Shares of IBM Corp. fell nearly 4 percent Monday after the computer company beat earnings expectations in the second quarter and raised its guidance for the year.
IBM disclosed a reduction in the value of services contracts, and revenue fell short. And for a company that consistently raises Wall Street’s expectations, IBM’s boost to its 2010 net income forecast wasn’t enough.
IBM reported Monday that its net income jumped 9 percent to $3.39 billion, or $2.65 per share, in the April-June quarter. That topped analyst projections for $2.58 per share. A year ago, IBM earned $3.10 billion, or $2.34 per share.
Revenue in the latest period rose 2 percent to $23.7 billion, from $23.3 billion. That was below the $24.2 billion that analysts expected.
IBM said currency changes hurt revenue by $500 million in the quarter, something the company said analysts didn’t include in estimates.
The turmoil over Europe’s debt crisis has hurt IBM because of weakness in the euro relative to the dollar. Because IBM does most of its business outside the U.S., deals done in other currencies are now worth less when they’re converted to greenbacks.
The company also reported a 12 percent decline in the value of services contracts signed during the quarter, to $12.3 billion.
IBM blamed the signings shortfall on an unusually high number of contract extensions it signed last year as customers renegotiated their deals in the recession. IBM’s chief financial officer, Mark Loughridge, said that trend is mostly “in the rearview mirror.”
Still, investors have been worried about the ability of the governments of Greece, Portugal and Spain to repay perilously high debts. Sluggishness in the U.S. economy’s improvement has helped stir fears of a “double-dip” recession.
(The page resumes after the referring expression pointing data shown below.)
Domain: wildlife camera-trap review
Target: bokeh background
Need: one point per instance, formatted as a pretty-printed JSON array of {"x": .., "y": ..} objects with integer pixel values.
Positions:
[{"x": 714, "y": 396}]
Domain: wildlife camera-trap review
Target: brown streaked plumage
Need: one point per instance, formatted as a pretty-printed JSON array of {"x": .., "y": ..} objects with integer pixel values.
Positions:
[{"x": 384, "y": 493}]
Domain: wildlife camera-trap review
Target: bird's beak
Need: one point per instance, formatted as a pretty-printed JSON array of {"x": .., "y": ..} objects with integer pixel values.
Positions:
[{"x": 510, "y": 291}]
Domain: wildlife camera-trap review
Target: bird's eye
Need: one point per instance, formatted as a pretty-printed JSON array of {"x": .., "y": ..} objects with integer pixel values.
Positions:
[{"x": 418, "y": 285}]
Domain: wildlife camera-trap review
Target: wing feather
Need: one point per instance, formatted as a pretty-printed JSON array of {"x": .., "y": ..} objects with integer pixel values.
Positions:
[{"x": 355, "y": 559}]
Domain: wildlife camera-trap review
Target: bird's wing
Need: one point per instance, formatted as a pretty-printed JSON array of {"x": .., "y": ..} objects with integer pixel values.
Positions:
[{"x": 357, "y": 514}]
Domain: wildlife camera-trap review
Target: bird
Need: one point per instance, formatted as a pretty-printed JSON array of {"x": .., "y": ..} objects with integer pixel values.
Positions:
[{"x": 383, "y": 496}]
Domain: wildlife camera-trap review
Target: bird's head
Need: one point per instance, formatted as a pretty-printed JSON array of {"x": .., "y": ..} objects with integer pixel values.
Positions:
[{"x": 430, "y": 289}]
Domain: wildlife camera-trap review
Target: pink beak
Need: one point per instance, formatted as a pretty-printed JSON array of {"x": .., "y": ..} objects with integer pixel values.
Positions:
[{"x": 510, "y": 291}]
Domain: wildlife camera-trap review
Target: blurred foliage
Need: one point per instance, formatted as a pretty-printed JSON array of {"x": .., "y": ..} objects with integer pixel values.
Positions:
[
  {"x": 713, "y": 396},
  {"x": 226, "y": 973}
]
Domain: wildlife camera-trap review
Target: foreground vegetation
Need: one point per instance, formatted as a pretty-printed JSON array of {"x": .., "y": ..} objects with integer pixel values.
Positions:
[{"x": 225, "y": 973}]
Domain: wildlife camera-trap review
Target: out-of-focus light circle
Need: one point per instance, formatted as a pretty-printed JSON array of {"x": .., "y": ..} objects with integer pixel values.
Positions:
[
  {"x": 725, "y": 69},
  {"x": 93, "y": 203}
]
Such worries have dampened Wall Street’s reaction to the results from other technology heavyweights as well.
Last week, Intel Corp. shares barely budged after it delivered its strongest quarter in the company’s four-decade history, helped by surging demand for microprocessors for computer servers. Intel does all its deals in dollars, so it wasn’t hurt by the currency changes the way IBM was.
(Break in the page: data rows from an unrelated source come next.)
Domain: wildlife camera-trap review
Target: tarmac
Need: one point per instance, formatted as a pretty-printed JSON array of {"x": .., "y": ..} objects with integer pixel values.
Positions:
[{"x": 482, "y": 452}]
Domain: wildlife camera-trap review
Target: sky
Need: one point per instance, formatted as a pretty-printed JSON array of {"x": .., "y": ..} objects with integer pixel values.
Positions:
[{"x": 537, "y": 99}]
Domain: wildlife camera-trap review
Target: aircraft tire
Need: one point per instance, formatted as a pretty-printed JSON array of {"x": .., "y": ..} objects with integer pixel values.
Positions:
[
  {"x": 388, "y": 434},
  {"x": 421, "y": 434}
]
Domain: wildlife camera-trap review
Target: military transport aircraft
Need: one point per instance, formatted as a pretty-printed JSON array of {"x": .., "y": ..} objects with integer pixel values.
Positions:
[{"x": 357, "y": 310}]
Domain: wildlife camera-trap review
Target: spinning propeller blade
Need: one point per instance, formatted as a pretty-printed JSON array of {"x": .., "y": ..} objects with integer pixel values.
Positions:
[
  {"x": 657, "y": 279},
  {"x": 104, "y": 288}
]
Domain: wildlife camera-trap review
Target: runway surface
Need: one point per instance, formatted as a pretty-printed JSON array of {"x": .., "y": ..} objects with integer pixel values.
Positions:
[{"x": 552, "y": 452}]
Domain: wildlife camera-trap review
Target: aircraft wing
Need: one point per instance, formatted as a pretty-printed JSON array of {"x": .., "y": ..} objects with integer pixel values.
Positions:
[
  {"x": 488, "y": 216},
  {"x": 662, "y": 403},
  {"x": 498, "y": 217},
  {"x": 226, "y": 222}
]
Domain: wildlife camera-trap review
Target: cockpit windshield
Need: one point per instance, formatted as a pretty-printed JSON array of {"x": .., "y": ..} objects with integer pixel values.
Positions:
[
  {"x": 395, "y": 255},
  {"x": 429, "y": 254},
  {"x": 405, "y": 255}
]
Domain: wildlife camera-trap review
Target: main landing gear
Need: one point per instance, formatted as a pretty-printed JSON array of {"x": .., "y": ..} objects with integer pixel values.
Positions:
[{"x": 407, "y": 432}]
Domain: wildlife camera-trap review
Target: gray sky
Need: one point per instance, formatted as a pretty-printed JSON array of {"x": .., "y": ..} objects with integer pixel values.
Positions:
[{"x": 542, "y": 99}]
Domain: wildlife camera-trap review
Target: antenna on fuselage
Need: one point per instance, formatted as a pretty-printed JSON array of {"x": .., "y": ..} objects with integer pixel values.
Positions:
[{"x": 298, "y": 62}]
Google Inc.’s results leaped on momentum in Internet search advertising, and the company’s hiring has accelerated. Google’s stock has fallen, in part because of concerns about the weaker euro’s effect on Google and the costs connected with hiring new workers.
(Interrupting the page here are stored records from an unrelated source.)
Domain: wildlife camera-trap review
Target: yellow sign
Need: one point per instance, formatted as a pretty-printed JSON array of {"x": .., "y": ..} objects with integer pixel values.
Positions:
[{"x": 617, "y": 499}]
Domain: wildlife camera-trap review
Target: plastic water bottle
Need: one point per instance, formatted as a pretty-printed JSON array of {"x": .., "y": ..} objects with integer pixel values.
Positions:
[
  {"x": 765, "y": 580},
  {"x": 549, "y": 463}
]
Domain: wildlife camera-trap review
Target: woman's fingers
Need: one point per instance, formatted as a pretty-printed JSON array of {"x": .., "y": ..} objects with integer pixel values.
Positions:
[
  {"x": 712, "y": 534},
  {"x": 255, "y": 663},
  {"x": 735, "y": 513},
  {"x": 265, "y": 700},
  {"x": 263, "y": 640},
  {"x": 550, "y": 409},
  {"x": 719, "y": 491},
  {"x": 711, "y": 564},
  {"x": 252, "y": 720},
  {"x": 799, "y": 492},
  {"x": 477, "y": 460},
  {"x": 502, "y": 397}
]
IBM’s new guidance for 2010 calls for net income of at least $11.25 per share, an increase of a nickel per share over the previous estimate. That reflects IBM’s confidence that it can wring more profit from its workhorse services and software divisions and from the rollout of a new mainframe. Still, it was short of the $11.27 per share that analysts were expecting.
The second quarter was the 30th straight quarter in which IBM has posted higher earnings per share than the year before.
Cost cuts and stock buybacks are important ways IBM boosts its profit. Eight cents out of the 29 cents per share improvement in IBM’s second-quarter income came from buybacks.
A bigger factor, though, is IBM’s ability to squeeze more from its most profitable divisions.
Corporations are less reluctant to open their wallets than they were a year ago. IBM is in a sweet spot, because its most profitable products can save companies money by allowing them to outsource or automate complicated jobs. IBM is the world’s biggest provider of information-technology services, and a major supplier of business software.
IBM also announced several changes to its management ranks.
Steve Mills, who has been leading IBM’s software division, now also is in charge of hardware. Loughridge has been given an expanded role in finance; Mike Daniels, who is in charge of technology services, will now be in charge of IBM’s entire services business; and Ginni Rometty, who oversees sales, has added marketing and strategy. All are possible successors to CEO Sam Palmisano.
Shares of IBM, which is based in Armonk, N.Y., fell $4.68, or 3.6 percent, to $125.60 in extended trading. Before the release of results, it rose 1.4 percent, or $1.76, to close the regular trading session at $129.79.